In the lead up to provincial elections, Da’wa and ISCI hope to be able to campaign as the parties that secured a “timetable” for the withdrawal of US troops. By negotiating an “understanding” rather than a formal agreement, Maliki may be trying to avoid putting the document before the Iraqi parliament. Under the Iraqi constitution, any international treaty must be endorsed by a two-thirds majority. Well over a third of the parliamentarians have indicated they would reject any pact that includes immunity for foreign troops.

Representatives of the Bush administration have signalled that they are prepared to go along with Maliki’s plan. It does not in any way threaten the main American objective, which is permanent use of the main bases it has constructed in Iraq.

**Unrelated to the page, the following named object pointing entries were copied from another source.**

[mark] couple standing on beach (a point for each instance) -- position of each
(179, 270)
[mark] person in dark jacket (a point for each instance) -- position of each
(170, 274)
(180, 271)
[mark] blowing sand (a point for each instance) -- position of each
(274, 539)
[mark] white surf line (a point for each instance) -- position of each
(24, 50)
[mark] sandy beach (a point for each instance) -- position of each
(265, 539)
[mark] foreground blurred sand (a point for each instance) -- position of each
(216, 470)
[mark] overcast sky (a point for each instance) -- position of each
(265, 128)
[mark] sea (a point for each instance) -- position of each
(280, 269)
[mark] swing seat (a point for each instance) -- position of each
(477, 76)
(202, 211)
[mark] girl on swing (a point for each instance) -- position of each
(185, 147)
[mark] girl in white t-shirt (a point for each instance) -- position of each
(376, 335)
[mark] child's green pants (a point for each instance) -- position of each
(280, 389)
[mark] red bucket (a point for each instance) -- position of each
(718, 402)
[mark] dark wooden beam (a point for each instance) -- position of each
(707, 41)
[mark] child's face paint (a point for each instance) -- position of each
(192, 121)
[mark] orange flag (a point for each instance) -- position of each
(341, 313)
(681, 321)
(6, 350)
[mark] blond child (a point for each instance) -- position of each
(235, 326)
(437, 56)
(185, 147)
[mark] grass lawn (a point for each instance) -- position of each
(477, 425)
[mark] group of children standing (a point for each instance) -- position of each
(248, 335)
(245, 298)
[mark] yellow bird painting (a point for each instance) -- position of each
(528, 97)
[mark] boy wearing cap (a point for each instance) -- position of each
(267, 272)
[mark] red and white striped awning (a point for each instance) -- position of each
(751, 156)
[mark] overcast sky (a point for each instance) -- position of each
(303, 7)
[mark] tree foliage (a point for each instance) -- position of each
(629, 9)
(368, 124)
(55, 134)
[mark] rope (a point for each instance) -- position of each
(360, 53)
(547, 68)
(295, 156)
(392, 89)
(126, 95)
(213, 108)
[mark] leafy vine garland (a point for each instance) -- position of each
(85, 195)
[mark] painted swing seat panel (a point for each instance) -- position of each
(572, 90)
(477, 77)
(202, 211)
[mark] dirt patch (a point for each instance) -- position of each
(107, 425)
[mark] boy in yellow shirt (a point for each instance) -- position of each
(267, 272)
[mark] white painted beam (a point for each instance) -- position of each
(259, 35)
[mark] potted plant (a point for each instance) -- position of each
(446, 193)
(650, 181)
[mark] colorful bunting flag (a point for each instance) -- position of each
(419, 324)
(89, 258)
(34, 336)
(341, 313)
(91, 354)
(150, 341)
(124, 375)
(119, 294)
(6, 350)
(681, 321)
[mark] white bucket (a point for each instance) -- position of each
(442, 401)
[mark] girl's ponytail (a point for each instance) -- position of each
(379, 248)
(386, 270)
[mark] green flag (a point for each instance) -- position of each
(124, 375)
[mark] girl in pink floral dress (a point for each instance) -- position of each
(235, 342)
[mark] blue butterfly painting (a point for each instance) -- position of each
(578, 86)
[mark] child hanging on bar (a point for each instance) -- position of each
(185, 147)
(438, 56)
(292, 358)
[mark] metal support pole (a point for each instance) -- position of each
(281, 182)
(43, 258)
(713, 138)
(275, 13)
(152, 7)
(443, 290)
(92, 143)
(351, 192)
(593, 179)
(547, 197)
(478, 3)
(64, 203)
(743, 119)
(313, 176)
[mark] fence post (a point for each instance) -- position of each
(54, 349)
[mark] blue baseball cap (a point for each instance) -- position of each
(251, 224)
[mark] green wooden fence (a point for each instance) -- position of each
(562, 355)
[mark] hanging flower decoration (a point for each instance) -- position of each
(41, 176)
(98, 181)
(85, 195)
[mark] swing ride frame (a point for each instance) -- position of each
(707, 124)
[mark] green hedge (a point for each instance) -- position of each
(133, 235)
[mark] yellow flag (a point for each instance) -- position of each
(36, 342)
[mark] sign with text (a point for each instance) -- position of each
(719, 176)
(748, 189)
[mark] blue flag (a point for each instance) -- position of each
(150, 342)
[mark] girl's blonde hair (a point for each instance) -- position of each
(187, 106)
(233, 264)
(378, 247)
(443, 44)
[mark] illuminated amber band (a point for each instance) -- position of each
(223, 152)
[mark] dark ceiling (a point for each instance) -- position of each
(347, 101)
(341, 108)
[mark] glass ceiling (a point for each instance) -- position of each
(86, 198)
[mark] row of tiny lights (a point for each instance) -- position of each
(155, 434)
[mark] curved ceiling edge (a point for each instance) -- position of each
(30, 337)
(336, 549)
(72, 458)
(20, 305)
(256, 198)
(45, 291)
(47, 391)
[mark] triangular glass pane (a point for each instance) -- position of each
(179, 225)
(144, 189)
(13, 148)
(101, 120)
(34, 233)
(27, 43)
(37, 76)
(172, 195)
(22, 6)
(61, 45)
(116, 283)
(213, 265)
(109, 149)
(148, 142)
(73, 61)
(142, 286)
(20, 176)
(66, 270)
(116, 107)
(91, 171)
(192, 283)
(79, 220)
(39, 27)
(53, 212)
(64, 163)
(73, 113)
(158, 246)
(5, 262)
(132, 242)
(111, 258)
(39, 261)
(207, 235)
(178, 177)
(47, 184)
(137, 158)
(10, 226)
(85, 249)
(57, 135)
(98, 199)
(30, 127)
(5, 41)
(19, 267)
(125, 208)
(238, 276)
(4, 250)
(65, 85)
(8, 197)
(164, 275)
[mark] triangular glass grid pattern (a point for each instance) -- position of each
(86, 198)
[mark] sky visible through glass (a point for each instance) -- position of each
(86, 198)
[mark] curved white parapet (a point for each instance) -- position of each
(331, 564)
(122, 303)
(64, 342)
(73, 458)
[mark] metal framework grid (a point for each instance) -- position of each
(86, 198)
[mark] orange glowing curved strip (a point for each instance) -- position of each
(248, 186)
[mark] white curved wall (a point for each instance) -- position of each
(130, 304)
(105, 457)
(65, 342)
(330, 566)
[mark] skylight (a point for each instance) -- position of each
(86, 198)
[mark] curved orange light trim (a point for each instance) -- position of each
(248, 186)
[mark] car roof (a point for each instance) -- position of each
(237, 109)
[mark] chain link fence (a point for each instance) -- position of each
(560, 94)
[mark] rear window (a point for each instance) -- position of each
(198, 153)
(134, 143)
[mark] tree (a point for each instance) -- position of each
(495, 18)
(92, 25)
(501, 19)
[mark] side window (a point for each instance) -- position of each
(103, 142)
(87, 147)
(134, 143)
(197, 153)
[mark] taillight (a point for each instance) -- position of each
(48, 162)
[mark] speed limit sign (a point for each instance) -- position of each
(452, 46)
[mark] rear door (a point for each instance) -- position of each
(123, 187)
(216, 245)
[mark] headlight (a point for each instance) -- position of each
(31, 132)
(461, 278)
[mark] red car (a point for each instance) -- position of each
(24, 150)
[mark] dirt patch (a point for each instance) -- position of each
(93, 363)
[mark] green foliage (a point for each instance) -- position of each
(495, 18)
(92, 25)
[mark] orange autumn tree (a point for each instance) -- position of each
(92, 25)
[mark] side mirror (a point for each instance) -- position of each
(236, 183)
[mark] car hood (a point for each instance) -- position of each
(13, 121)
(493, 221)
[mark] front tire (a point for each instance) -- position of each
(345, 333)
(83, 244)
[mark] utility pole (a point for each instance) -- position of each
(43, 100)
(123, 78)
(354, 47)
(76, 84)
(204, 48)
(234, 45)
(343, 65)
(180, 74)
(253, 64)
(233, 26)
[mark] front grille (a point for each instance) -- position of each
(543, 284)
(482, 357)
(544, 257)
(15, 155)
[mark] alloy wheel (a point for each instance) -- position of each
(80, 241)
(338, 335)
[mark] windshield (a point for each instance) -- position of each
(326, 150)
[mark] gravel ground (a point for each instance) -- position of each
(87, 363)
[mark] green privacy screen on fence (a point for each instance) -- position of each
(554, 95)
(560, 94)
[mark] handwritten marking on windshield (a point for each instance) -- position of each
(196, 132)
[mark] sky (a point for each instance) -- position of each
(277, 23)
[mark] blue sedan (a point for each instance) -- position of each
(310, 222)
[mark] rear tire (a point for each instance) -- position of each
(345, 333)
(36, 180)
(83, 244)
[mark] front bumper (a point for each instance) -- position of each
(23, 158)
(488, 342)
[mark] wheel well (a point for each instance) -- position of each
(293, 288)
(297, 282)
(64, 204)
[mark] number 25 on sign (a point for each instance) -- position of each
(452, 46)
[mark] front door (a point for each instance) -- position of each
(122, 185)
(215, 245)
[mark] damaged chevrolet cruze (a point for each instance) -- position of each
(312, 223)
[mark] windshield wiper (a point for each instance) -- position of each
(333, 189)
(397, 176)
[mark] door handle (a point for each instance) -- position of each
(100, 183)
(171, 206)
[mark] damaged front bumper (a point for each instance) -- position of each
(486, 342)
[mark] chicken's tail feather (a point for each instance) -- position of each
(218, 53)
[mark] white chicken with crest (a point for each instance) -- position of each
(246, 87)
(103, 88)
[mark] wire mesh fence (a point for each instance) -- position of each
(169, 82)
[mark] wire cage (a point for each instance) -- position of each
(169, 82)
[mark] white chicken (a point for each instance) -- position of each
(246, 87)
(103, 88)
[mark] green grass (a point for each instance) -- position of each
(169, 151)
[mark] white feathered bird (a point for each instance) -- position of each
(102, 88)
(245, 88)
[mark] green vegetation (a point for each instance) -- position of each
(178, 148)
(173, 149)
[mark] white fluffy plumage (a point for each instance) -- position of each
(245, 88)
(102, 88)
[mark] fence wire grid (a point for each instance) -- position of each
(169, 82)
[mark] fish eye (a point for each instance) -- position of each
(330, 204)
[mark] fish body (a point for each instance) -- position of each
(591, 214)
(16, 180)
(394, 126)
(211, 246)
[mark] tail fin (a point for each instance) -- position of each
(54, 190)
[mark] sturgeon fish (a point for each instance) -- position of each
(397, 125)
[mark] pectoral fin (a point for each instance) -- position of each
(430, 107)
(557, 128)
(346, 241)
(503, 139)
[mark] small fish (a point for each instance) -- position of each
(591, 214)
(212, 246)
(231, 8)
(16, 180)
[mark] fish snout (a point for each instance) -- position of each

State Department spokesman Gonzalo Gallegos told a press conference: “The US government and the government of Iraq are in agreement that we, the US government, want to withdraw, we will withdraw. However that decision will be condition-based.” White House spokesman Tony Fratto stated: “The prime minister is reflecting a shared goal that we have, which is that as the Iraqi forces become a more self-reliant force, we’ll see reductions in US forces.”

US General James Dubik testified to the Armed Services Committee last week that most of the army brigades in the country will not be needed by the middle of next year and the US will be able to substantially reduce the number of troops in Iraq. It will maintain both a major air force deployment and ground units.